A MASTERPLAN to build 11,000 homes in Wokingham over the next 15 years has been approved by Wokingham Borough councillors, despite a last-minute attempt from Conservatives to cut out a third of the homes planned.
The Wokingham Local Plan sets out how housing will be delivered in the borough, identifying the most appropriate areas for development. It contains a huge 11,000 number of homes to be built across Wokingham by 2040.
The most controversial of these is a chunk of 3,900 homes on Hall Farm, known as the Loddon Valley Village – which Conservative members attempted to remove from the plan in a last-minute, surprise amendment.
Introducing the motion at a Wokingham Borough Council full council meeting on Thursday, September 19, councillor Joseph Barley said the plan was ‘illogical, missing evidence and disproportionate’.
The member for Arborfield and Barkham, where two of the major developments are being proposed, said: “Residents like myself are in the position where I have to go to Finchampstead for the doctor, Yateley for the supermarket, Wokingham for a meal, and Winnersh for work.
“There is a clear trend of travel outside the ward in order to access essential services[…] the strain on services and surrounding local communities will be too great to bear.”
‘Save Hall Farm’ campaigners held a small protest outside the council office building before the meeting.
Leader of the Labour group, Councillor Rachel Burgess criticised the amendment, claiming ‘if the Tories were serious about this you would’ve talked to us’, and that ‘it was not a game’.
Wokingham Borough Council leader Stephen Conway, also in charge of the local plan, claimed the Conservatives ‘seemed to be displaying a wish to distance themselves from their own local plan’.
The Liberal Democrats inherited a draft from the Conservatives in 2022, when taking control of the council. Leaders have argued that the Conservatives allocated ‘the vast majority of the sites’ – including Hall Farm.
But the Conservatives have taken issue with the party’s ‘hypocrisy’, after members of the Liberal Democrats including MP Clive Jones originally opposed the plan.

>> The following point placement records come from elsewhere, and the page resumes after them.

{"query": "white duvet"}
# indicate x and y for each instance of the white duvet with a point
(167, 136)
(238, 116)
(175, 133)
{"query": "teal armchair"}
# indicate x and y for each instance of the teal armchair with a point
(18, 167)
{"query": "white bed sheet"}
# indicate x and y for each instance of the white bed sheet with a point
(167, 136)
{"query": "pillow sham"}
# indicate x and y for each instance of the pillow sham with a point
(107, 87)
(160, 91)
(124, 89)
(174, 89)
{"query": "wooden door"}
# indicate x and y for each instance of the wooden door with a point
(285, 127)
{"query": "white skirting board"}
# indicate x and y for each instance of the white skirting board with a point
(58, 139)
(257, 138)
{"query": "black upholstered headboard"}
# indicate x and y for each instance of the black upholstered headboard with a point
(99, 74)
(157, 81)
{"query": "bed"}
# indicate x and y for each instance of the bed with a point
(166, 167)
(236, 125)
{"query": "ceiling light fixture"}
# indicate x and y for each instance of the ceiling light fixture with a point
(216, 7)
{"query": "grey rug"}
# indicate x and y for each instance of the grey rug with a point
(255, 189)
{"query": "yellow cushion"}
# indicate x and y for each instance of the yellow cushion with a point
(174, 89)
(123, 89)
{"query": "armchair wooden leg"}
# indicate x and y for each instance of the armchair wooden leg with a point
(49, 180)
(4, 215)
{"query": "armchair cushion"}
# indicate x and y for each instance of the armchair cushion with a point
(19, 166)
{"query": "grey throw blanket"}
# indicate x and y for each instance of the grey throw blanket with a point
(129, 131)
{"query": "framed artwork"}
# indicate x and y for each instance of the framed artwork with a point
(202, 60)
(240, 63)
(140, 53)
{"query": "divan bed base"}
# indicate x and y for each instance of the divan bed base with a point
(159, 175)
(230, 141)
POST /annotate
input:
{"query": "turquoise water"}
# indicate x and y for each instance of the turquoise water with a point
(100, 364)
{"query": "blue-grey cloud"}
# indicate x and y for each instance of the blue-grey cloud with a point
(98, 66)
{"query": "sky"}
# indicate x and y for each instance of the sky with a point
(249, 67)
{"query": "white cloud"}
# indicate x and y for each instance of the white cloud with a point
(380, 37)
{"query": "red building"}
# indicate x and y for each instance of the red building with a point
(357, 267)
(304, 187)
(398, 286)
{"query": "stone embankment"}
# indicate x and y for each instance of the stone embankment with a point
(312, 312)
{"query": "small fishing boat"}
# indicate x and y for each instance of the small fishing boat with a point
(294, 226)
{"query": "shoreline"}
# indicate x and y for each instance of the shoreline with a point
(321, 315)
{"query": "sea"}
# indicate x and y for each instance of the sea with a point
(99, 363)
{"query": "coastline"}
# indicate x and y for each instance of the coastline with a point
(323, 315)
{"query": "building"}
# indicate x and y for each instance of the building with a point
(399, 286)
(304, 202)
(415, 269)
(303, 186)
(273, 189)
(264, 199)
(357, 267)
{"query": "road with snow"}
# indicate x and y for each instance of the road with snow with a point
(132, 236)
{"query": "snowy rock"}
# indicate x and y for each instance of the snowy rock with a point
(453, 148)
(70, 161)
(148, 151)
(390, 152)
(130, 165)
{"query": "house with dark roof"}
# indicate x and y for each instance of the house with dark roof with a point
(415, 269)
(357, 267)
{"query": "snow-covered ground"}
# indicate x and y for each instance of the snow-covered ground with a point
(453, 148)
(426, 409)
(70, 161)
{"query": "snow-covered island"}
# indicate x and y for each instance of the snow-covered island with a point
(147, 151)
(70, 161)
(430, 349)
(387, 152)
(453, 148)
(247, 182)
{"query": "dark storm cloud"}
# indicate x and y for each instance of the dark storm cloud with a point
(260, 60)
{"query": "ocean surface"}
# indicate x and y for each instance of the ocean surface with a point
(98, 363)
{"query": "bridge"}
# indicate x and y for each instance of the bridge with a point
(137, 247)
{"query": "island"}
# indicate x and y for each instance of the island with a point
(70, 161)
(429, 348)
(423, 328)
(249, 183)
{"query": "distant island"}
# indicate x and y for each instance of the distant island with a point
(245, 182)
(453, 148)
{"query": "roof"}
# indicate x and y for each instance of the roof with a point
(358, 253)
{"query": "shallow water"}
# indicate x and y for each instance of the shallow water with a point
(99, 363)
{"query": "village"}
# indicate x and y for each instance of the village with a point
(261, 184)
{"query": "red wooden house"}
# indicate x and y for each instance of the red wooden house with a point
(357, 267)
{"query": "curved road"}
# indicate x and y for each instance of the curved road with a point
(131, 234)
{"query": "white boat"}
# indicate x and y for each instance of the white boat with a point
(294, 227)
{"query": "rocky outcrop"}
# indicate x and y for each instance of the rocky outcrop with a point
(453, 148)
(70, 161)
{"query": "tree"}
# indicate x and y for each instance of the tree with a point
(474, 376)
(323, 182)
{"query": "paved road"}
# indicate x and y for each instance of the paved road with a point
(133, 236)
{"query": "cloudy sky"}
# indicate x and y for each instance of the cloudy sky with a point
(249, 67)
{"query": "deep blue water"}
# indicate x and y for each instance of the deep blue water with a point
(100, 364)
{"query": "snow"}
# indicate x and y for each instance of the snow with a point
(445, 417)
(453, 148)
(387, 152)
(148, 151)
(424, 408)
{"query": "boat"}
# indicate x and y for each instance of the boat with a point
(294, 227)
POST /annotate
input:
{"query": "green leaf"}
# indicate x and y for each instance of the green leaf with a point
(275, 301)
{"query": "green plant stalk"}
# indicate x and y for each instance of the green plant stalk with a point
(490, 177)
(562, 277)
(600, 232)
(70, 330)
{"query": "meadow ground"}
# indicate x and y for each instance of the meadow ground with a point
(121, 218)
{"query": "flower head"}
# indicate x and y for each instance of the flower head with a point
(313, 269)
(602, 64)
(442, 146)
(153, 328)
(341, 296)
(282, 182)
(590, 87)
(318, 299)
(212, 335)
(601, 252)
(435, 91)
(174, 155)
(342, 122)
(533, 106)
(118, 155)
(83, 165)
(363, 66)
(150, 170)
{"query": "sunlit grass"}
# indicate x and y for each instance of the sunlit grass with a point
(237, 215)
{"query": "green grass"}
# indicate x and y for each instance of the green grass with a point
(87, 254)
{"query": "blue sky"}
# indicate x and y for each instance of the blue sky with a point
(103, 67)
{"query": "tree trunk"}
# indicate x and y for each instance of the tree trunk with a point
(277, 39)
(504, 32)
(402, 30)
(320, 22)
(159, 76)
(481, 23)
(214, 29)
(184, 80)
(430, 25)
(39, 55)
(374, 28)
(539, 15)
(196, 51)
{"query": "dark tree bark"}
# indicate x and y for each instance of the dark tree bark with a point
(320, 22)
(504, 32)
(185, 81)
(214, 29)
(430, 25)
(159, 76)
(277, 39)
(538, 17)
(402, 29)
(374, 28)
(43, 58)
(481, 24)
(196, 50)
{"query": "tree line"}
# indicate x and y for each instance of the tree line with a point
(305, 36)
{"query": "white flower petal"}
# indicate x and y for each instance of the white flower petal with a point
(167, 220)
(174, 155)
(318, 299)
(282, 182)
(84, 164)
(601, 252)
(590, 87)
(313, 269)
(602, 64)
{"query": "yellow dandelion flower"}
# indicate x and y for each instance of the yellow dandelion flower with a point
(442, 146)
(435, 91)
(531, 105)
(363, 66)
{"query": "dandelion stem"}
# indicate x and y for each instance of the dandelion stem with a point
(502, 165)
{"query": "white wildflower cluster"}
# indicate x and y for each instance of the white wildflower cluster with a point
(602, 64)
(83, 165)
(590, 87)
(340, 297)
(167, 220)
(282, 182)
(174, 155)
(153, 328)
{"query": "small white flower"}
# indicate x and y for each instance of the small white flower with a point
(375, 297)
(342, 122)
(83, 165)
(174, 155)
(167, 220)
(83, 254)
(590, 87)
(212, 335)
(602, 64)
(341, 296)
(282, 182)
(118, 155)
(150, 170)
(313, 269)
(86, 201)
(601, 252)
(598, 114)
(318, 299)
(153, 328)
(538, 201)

After the amendment fell, two Labour councillors raised issue with the amount being built in Shinfield, and said they could not support the plan.
In a final address, councillor Conway urged members to ‘do right by the borough’ and approve the plan which would see an end to ‘inappropriate, speculative and unplanned development’.
This was particularly important given the climate of higher housing targets imposed on the borough, he argued.
Under new figures, Wokingham Borough Council must build 1,308 more houses per year. But if the local plan goes ahead, the authority could have some ‘breathing space’ to implement these higher levels later, rather than straight away.
After lengthy deliberations the local plan was passed, with 29 voting for, 18 against and two abstentions from Labour.